# Trossachs



## Andylynne (Aug 15, 2021)

Can anyone recommend an overnight stopping place in the Trossachs please ?


----------



## Fisherman (Aug 15, 2021)

Andylynne said:


> Can anyone recommend an overnight stopping place in the Trossachs please ?


The Ben A’an carpark near to the road to loch Katrine road.
Kilmahog Carpark.
Also on the dukes pass from Aberfoyle there are two or three forestry carparks.


----------



## Fisherman (Aug 15, 2021)

I should have mentioned the Ben A’an carpark is £3 a day to park.
Also there are motorhomes parking places with EHU in the loch Katrine carpark.
Last time I was there it was £10 a night without EHU.

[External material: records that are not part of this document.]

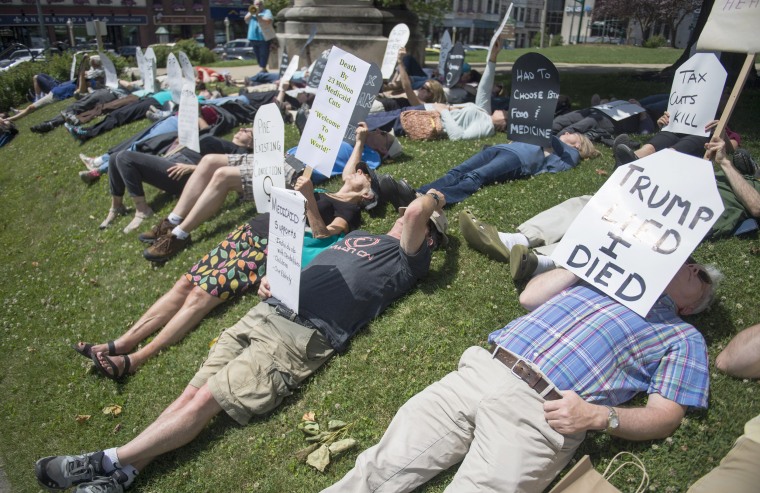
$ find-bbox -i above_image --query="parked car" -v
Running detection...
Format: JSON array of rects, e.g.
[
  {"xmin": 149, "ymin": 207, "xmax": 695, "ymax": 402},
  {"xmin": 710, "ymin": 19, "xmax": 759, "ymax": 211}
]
[{"xmin": 213, "ymin": 39, "xmax": 256, "ymax": 60}]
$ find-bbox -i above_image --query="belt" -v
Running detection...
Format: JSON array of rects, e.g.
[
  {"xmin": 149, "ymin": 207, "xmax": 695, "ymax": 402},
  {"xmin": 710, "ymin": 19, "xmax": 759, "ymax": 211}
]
[
  {"xmin": 274, "ymin": 305, "xmax": 319, "ymax": 330},
  {"xmin": 490, "ymin": 344, "xmax": 562, "ymax": 401}
]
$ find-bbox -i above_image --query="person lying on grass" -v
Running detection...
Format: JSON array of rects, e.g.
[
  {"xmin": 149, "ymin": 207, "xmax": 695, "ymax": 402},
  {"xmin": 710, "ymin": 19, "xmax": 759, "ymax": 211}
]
[{"xmin": 35, "ymin": 191, "xmax": 447, "ymax": 493}]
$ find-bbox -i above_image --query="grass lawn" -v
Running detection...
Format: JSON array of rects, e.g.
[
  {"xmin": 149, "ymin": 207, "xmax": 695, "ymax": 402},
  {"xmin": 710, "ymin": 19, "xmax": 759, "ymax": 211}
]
[{"xmin": 0, "ymin": 70, "xmax": 760, "ymax": 493}]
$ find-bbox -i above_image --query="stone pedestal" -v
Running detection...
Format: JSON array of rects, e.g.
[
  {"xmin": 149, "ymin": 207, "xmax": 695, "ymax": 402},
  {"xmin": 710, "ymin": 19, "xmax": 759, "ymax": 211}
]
[{"xmin": 277, "ymin": 0, "xmax": 424, "ymax": 71}]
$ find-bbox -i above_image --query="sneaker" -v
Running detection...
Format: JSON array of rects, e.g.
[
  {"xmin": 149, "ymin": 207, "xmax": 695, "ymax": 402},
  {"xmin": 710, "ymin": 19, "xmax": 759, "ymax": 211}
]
[
  {"xmin": 143, "ymin": 233, "xmax": 190, "ymax": 263},
  {"xmin": 509, "ymin": 245, "xmax": 538, "ymax": 281},
  {"xmin": 74, "ymin": 469, "xmax": 129, "ymax": 493},
  {"xmin": 79, "ymin": 168, "xmax": 100, "ymax": 185},
  {"xmin": 459, "ymin": 211, "xmax": 510, "ymax": 264},
  {"xmin": 137, "ymin": 218, "xmax": 176, "ymax": 245},
  {"xmin": 34, "ymin": 451, "xmax": 108, "ymax": 490}
]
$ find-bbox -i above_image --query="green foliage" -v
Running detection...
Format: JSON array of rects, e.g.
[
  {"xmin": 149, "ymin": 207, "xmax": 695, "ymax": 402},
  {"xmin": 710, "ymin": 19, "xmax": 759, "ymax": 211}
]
[{"xmin": 644, "ymin": 34, "xmax": 668, "ymax": 48}]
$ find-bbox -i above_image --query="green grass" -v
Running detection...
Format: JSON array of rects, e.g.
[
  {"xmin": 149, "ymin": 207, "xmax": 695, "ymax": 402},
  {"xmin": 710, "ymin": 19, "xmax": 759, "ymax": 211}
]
[
  {"xmin": 425, "ymin": 44, "xmax": 683, "ymax": 65},
  {"xmin": 0, "ymin": 70, "xmax": 760, "ymax": 493}
]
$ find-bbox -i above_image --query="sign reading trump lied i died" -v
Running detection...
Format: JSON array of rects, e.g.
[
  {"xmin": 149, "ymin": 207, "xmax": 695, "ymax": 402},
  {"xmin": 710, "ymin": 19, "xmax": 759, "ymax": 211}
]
[
  {"xmin": 552, "ymin": 149, "xmax": 723, "ymax": 317},
  {"xmin": 267, "ymin": 188, "xmax": 306, "ymax": 312},
  {"xmin": 662, "ymin": 53, "xmax": 726, "ymax": 137},
  {"xmin": 507, "ymin": 53, "xmax": 559, "ymax": 147},
  {"xmin": 253, "ymin": 103, "xmax": 285, "ymax": 213},
  {"xmin": 296, "ymin": 46, "xmax": 369, "ymax": 176}
]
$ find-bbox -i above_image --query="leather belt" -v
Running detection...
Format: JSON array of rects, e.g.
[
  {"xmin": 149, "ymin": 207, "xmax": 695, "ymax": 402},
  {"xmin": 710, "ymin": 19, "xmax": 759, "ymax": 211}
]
[
  {"xmin": 491, "ymin": 344, "xmax": 562, "ymax": 401},
  {"xmin": 274, "ymin": 305, "xmax": 319, "ymax": 330}
]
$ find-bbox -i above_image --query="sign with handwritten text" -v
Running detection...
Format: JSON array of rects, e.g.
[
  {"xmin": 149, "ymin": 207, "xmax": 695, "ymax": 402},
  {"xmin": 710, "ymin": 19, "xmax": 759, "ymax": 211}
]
[
  {"xmin": 662, "ymin": 53, "xmax": 726, "ymax": 137},
  {"xmin": 296, "ymin": 46, "xmax": 369, "ymax": 176},
  {"xmin": 380, "ymin": 23, "xmax": 409, "ymax": 79},
  {"xmin": 267, "ymin": 187, "xmax": 306, "ymax": 312},
  {"xmin": 552, "ymin": 149, "xmax": 723, "ymax": 316},
  {"xmin": 253, "ymin": 103, "xmax": 285, "ymax": 213},
  {"xmin": 507, "ymin": 53, "xmax": 559, "ymax": 147}
]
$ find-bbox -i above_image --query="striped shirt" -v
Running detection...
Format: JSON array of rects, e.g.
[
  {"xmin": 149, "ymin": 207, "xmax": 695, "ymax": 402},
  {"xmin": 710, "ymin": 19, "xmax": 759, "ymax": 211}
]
[{"xmin": 488, "ymin": 283, "xmax": 709, "ymax": 408}]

			Camper Van Overnight Visits. – Loch Katrine


----------



## 2cv (Aug 15, 2021)

Forest drive overnight parking Link


----------



## Blue yonder (Aug 16, 2021)

2cv said:


> Forest drive overnight parking Link


Thanks for the link 2cv, I'm sure i will be able to make use of this in the future


----------



## Tats (Aug 17, 2021)

Stayed on 


2cv said:


> Forest drive overnight parking Link


We stayed here last autumn and can thoroughly recommend too. If you're going over a weekend especially and want one of the better stops eg by the water or with a view, try and get there as early as you can, but it's a great place nonetheless and once they've locked the gate for the night it's great not to have vehicles passing by the whole time.


----------



## Rolyan57 (Aug 17, 2021)

Blue yonder said:


> Thanks for the link 2cv, I'm sure i will be able to make use of this in the future


I can highly recommend it.


----------



## Andylynne (Aug 19, 2021)

Fisherman said:


> I should have mentioned the Ben A’an carpark is £3 a day to park.
> Also there are motorhomes parking places with EHU in the loch Katrine carpark.
> Last time I was there it was £10 a night without EHU.
> 
> ...


Thankyou for the info, we stayed overnight at beautiful Loch Katrine, 20 quid all in, well worth it ! The other sites you mentioned are permits only and we just couldnt get one. Been in Killin for 2 nights on a site , tomorrow we head for Onich, so hoping to stop over at Loch Tulla view point, then we have 5 nights on camp site. Loved every minute so far. X


----------



## Jimhunterj4 (Aug 28, 2021)

Fisherman said:


> The Ben A’an carpark near to the road to loch Katrine road.
> Kilmahog Carpark.
> Also on the dukes pass from Aberfoyle there are two or three forestry carparks.


Usually always empty too


----------